Figure 3. Structure of the MukB elbow.

(a) Crystal structure of an E. coli MukB arm fragment. The top panel illustrates the design of the fusion construct used for crystallography. The bottom panel shows the refined atomic model obtained from the X-ray diffraction experiment. (b) Identification of the elbow. Long-distance cross-link midpoint density (see Fig. 2d) was mapped onto the structure. (c) Structure of the elbow. The C-terminal coiled-coil helix is distorted (kinked) close to the conserved Tyr416 on the N-terminal helix. Residues for visual reference between the views are shown in grey. Residues targeted by mutagenesis (Supplementary Fig. 3) are highlighted in black. See also Table 1.

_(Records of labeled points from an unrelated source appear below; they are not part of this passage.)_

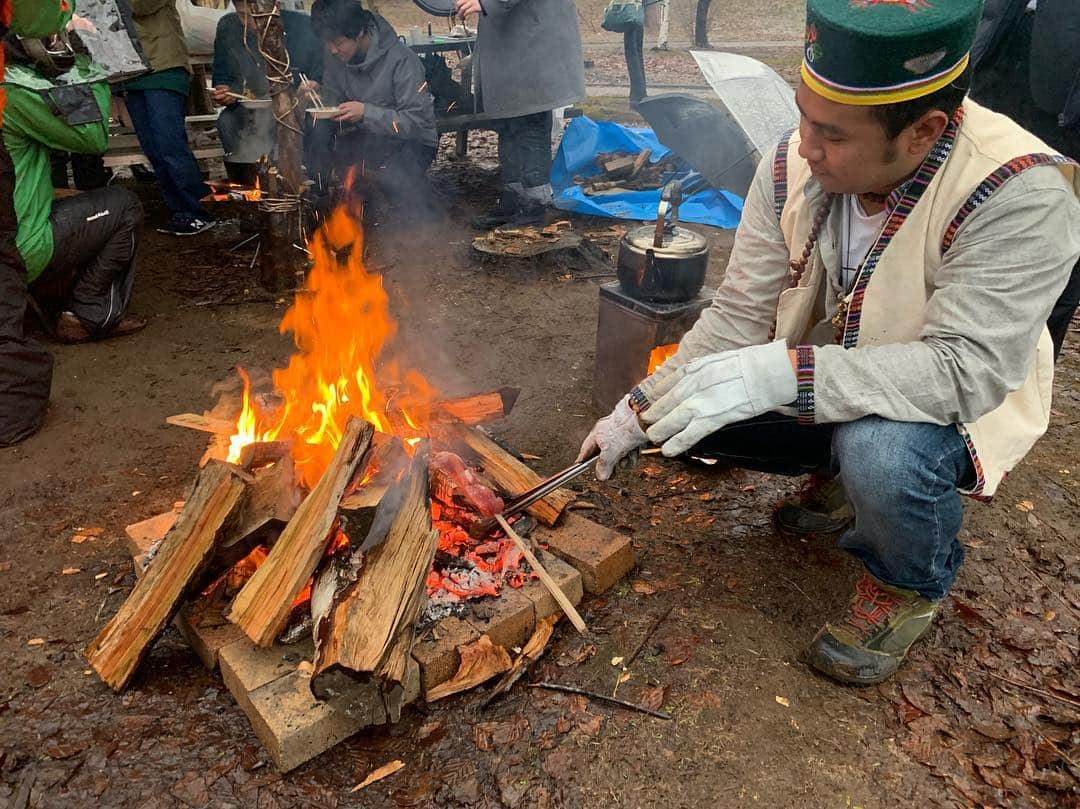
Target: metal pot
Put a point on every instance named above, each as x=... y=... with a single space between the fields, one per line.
x=663 y=261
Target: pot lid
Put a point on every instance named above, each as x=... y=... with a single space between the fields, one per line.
x=436 y=8
x=678 y=244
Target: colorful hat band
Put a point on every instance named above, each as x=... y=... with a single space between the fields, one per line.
x=875 y=96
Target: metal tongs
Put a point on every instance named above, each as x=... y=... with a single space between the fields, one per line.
x=520 y=503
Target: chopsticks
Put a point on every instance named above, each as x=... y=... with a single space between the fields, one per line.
x=314 y=93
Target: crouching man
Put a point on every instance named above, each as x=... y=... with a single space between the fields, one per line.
x=882 y=318
x=79 y=250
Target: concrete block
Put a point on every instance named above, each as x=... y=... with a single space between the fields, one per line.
x=508 y=620
x=602 y=556
x=436 y=651
x=568 y=580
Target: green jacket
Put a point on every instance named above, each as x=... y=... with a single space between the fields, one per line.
x=39 y=17
x=30 y=130
x=158 y=26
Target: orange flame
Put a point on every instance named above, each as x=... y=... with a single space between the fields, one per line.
x=660 y=354
x=341 y=325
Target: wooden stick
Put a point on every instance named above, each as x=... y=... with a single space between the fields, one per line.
x=549 y=582
x=262 y=606
x=601 y=698
x=187 y=549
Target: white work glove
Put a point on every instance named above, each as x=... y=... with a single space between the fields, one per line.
x=717 y=390
x=616 y=435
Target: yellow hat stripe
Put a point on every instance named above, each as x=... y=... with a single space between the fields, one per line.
x=875 y=96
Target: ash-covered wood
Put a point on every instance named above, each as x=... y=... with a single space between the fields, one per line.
x=365 y=604
x=185 y=552
x=262 y=607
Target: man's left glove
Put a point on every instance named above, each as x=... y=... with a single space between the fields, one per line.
x=717 y=390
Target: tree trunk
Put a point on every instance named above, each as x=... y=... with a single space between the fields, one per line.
x=701 y=24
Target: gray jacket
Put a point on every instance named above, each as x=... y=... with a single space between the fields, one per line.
x=389 y=80
x=529 y=54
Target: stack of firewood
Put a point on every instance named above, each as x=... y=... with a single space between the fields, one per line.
x=353 y=552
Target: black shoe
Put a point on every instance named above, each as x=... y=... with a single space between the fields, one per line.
x=821 y=507
x=502 y=213
x=186 y=225
x=527 y=215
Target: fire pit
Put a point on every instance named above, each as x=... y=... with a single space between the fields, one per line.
x=324 y=558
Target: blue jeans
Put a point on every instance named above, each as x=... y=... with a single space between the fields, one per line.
x=158 y=117
x=902 y=479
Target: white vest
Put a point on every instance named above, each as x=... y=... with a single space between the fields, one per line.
x=889 y=299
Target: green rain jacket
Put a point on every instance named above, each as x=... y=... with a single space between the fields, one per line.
x=31 y=127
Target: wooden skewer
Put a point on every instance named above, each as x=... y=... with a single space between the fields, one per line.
x=549 y=582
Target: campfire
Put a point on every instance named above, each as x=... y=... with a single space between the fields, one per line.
x=345 y=500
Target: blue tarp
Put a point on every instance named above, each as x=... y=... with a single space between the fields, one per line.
x=585 y=138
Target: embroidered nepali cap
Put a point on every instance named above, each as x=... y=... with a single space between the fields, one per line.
x=869 y=52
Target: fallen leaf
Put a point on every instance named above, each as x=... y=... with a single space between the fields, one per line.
x=643 y=588
x=576 y=656
x=653 y=697
x=383 y=771
x=481 y=660
x=590 y=726
x=39 y=675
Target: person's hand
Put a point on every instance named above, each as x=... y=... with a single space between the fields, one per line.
x=464 y=8
x=616 y=435
x=350 y=112
x=221 y=95
x=717 y=390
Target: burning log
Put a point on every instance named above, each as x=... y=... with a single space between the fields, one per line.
x=262 y=607
x=480 y=408
x=187 y=549
x=505 y=471
x=366 y=604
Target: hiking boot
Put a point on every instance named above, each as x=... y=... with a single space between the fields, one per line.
x=869 y=642
x=186 y=225
x=70 y=329
x=502 y=213
x=821 y=507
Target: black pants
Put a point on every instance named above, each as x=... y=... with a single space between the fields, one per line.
x=771 y=443
x=26 y=367
x=525 y=149
x=95 y=239
x=1003 y=83
x=392 y=173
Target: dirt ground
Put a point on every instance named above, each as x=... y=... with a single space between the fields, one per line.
x=985 y=713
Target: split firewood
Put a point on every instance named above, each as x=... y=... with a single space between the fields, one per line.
x=478 y=408
x=505 y=471
x=532 y=650
x=481 y=660
x=272 y=498
x=365 y=605
x=186 y=550
x=262 y=607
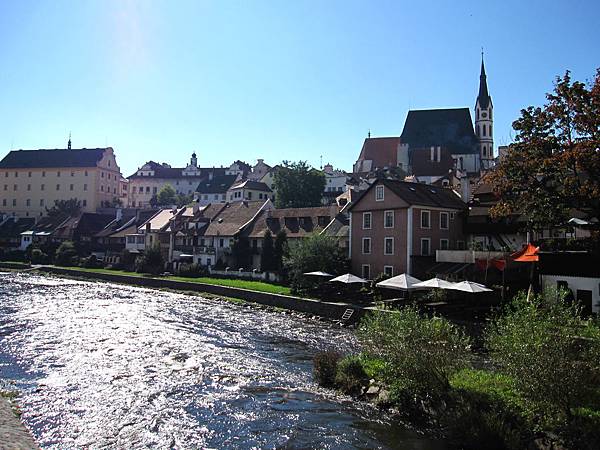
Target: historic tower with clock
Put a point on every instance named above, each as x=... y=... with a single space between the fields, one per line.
x=484 y=121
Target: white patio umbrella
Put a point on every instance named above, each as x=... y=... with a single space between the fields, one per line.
x=435 y=283
x=348 y=278
x=402 y=282
x=470 y=286
x=318 y=274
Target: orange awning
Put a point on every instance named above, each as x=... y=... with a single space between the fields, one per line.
x=526 y=254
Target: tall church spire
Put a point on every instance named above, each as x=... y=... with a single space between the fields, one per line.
x=483 y=98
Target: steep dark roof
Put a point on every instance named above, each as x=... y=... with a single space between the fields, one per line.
x=83 y=157
x=419 y=194
x=218 y=185
x=483 y=98
x=450 y=128
x=383 y=151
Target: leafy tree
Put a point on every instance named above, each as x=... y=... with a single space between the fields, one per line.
x=315 y=252
x=166 y=196
x=71 y=207
x=66 y=254
x=554 y=164
x=241 y=251
x=268 y=262
x=551 y=353
x=297 y=185
x=420 y=353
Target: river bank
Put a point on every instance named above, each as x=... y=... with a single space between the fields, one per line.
x=13 y=434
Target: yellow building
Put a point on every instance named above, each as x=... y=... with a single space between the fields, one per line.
x=32 y=180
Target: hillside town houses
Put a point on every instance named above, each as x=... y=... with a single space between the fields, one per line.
x=416 y=203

Figure 4. In vivo cross-linking of Pds5 to the Smc1 hinge.

(a) Illustration of the BPA cross-linking experiment (top) and mapping of tested BPA substitutions onto a homology model of the cohesin hinge (bottom). (b) Screen for Smc1(BPA) cross-links to Pds5 and Smc3. BPA was incorporated into the indicated Smc1 positions, cells were treated with UV, cohesin was immunoprecipated via a PK9-tag on Scc1 and products were analyzed by Western blotting. (c) UV-dependent cross-linking of Smc(K620BPA) and Pds5. Cells were either treated or not treated with UV and products were analyzed as in (b). (d) Cross-linking of Smc(K620BPA) and Pds5 depends on Pds5 binding to Scc1. The left panel shows the position of Scc1 V137 in its Pds5 binding site (mapped to the L. thermotolerans structure, PDB: 5F0O). The right panel shows a cross-linking experiment of Smc1(K620BPA) in the presence of Scc1(V137K)-PK9 as in (b). Uncropped blots are shown in Supplementary Data Set 1.

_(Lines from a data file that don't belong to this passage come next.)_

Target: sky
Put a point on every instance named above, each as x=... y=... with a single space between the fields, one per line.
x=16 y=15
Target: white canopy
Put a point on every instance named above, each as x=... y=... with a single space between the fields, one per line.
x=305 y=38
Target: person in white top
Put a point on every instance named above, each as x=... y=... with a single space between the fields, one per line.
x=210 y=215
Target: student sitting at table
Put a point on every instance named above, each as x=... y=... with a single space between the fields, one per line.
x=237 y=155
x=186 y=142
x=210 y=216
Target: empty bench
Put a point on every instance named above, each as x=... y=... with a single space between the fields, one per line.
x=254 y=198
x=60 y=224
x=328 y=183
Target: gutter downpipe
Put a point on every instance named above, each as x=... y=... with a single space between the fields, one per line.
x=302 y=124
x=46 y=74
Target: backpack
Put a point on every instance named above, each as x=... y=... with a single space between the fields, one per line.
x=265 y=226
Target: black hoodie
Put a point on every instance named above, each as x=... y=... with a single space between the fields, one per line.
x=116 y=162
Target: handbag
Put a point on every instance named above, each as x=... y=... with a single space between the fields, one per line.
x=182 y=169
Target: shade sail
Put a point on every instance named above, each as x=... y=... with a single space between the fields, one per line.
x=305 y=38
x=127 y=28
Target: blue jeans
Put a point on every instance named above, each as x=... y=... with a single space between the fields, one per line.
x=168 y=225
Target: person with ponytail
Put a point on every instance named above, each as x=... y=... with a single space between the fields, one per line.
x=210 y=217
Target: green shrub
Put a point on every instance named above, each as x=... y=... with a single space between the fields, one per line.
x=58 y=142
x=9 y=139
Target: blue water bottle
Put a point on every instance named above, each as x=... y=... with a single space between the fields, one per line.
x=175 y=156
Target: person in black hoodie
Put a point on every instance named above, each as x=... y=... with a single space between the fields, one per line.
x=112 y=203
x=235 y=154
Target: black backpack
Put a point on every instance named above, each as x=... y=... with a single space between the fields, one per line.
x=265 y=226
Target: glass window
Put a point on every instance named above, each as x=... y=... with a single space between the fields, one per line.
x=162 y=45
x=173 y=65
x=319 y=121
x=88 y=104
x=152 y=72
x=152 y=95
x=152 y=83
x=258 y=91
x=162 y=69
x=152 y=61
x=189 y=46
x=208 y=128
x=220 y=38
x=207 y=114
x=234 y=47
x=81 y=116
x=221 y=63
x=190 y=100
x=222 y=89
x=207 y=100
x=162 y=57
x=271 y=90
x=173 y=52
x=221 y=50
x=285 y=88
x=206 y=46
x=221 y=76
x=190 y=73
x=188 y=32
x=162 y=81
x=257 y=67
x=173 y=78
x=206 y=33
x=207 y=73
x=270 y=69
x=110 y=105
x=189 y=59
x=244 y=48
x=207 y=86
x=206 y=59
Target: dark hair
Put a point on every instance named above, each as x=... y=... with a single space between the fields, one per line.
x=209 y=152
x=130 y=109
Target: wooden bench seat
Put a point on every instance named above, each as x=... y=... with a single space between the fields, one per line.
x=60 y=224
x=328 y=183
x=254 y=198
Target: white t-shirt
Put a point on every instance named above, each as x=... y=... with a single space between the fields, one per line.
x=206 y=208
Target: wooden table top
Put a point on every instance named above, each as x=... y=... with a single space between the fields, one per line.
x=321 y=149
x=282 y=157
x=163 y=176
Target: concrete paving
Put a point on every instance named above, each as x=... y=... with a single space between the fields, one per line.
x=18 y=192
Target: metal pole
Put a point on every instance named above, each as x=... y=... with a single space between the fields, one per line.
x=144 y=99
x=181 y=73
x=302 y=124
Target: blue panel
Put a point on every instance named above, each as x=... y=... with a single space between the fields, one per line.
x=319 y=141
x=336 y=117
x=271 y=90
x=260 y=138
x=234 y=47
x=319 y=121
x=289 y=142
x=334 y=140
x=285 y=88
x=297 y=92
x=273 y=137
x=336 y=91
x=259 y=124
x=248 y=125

Figure 5. Conservation of the SMC elbow.

Coiled-coil prediction profiles for a diverse set of SMC protein sequences were generated by MARCOIL. Profiles for N- and C-terminal parts of the arms were separately aligned on their center coordinate and averaged. 90 % confidence intervals (purple shading) were estimated by 100 times random resampling with replacement. The Mms21 binding site of Smc5 is highlighted in green. N, number of sequences used for generating the respective aggregate profiles.

Figure 6. Models for conformational changes that involve the SMC elbow.

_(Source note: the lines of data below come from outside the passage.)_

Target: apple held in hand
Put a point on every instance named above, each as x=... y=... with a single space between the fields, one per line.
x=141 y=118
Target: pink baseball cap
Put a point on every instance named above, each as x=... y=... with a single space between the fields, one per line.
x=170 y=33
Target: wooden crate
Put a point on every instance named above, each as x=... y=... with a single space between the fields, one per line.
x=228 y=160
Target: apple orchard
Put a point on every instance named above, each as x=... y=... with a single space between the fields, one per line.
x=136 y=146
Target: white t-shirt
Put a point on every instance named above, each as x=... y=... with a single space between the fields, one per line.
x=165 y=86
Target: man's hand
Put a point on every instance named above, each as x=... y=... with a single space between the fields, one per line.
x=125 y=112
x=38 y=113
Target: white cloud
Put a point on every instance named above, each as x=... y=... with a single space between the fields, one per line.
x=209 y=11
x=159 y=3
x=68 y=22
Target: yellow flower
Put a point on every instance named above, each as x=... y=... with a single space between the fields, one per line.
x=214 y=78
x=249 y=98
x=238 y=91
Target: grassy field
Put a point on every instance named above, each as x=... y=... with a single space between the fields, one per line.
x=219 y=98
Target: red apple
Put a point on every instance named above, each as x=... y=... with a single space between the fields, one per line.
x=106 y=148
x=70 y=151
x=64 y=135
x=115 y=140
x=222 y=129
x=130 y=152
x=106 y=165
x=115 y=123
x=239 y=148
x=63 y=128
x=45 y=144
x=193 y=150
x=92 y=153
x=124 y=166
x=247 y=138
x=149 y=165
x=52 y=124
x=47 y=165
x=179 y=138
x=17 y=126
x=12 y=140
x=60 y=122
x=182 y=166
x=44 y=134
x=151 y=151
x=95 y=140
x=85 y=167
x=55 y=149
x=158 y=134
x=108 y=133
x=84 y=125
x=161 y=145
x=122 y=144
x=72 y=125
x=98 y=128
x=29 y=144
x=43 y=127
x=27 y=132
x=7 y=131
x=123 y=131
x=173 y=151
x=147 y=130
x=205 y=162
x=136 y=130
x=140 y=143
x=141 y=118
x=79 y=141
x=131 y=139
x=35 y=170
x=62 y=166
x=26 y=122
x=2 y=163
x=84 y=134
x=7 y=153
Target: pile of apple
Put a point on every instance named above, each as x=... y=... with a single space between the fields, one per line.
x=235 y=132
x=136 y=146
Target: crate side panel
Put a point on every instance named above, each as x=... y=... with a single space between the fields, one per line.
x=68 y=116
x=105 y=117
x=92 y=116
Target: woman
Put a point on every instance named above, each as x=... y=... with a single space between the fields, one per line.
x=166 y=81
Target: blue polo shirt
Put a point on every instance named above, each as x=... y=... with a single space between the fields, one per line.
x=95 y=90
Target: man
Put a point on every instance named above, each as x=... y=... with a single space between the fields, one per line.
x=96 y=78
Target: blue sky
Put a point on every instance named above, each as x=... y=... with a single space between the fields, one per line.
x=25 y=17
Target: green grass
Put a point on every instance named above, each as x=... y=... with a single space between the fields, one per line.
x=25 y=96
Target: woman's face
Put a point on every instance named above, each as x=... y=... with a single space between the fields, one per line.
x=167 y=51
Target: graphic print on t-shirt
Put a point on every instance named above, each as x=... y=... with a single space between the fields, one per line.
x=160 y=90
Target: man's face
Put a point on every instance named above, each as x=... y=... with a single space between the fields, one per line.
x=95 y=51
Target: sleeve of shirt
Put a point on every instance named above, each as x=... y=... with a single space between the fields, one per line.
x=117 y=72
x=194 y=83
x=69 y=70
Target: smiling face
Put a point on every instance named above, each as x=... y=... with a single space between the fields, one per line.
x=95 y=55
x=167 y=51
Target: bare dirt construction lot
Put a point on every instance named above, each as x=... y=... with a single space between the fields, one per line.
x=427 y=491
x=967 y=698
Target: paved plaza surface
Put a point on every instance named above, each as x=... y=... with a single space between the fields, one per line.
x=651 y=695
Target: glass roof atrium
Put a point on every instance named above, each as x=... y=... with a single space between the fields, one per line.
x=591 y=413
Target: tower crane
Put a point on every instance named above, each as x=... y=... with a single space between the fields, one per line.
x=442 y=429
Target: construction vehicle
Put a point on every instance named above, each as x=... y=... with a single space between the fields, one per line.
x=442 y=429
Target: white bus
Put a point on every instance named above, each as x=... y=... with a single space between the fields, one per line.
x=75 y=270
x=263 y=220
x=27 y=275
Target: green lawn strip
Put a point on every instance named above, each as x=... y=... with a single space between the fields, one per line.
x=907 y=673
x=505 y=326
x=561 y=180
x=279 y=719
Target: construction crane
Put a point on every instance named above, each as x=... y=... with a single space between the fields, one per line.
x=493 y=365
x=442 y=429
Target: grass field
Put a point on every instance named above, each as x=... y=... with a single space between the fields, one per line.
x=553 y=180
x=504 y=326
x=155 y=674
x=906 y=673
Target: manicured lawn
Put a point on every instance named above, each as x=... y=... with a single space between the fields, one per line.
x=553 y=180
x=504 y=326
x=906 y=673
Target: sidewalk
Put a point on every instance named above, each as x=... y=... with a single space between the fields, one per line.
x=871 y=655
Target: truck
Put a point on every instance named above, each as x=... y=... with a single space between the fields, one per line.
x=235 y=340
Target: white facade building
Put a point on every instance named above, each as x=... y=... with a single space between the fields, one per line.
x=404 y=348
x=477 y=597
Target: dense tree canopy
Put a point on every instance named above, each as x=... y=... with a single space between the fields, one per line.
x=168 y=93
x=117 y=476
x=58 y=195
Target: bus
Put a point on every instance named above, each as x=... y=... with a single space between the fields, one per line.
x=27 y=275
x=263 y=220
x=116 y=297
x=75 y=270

(a) Model for regulated conformational switching of SMC–kleisin complexes. Transitioning between extended and folded states in either direction might be driven by the ATPase cycle introducing mechanical strain into the SMC arms. (b) Paper model: conversion between extended and folded states is achieved by twisting the arms of the model. (c) Models for DNA translocation and loop extrusion involving a folded state. (left) “Inchworm translocation” using distance changes between two DNA binding sites, one of which might be a topological entrapment device or ring, for example formed by the kleisin and the SMC heads or the kleisin and its associated HAWK or KITE subunits. Folding at the elbow might cause the distance change. (right) Translocation using the segment-capture mechanism that enlarges a loop held in a bottom chamber by merging with a smaller loop captured in a top chamber. Folding at the elbow might drive DNA from top to bottom.